Tuesday, 14 February 2012

The 2kDozen 500: #59 - Sharon van Etten, "Tramp"

I read a headline of Everett True's a few weeks ago that had stuck with me: that all the interesting, good pop music (or rock music, I'm not sure) was being made by women. Or rather, that none of it was being made by men. This may be why I've been quite aware of how many people that happen to be women have been responsible for the last 59 albums I've been listening to.

I don't really have any conclusion to draw from that. I wonder if there's any influence over how I listen, react or report? I might take a look back over previous thoughts to check.

So this is a fairly straightforward rock album, right? There's a back story that I've read about - the abusive boyfriend who told her that her music was shit because there was no distance. And some music people that heard her CD-Rs and stole her away from that monstrous life. Now, I quite like an ironic distance in a composer and even more so in a lyricist. So what might I make of this? I will be listening out of course for how much of this back story can be inferred from the songs within.

"Leonard" sounds familiar. There's a flutter to the vocal that matches the sweet tension in the music. "In Line" has the shuffling desert feel of slow motion dawns and cavernous hums and mournful, coyote cries. It gets to sound monochromatic after a while and I suppose how far you plunge into this musical world would depend on how closely your mood might run with hers. Sounds a cool route to run alongside her though. "All I Can" builds on the confidence, voice growing in power and a laid-back strut to the backing band. Only the words suggest the confidence is built on uncertainties.

"But my memory steals every moment I can feel./What will it take?/We all make mistakes."
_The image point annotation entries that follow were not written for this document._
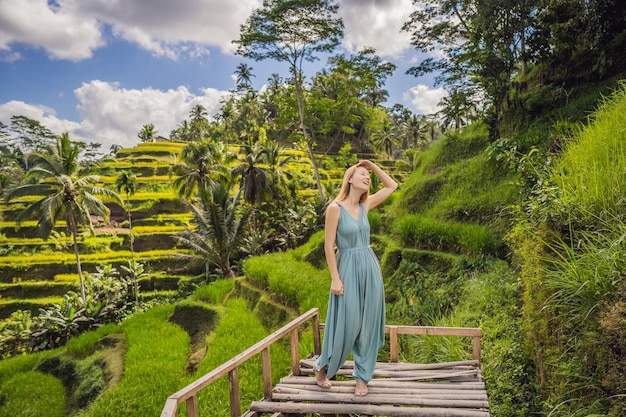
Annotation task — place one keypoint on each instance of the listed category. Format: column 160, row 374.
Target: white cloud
column 423, row 99
column 73, row 29
column 377, row 24
column 62, row 33
column 112, row 115
column 44, row 115
column 170, row 28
"Tell me I'm wrong/Tell me it's not been that long" suggests another look back over theback story. There are magic, twinkling, uplifting noises swelling up behind "I'm Wrong" in a sliding, brassy fashion. This tune might best sum up her movement to where she is now; I suppose that's for her to know and me to guess at. Belief and trust are big lyrical themes right up until the last track, "Joke or a Lie" ("Put your coat on/Then believe me/I tried" are the closing words).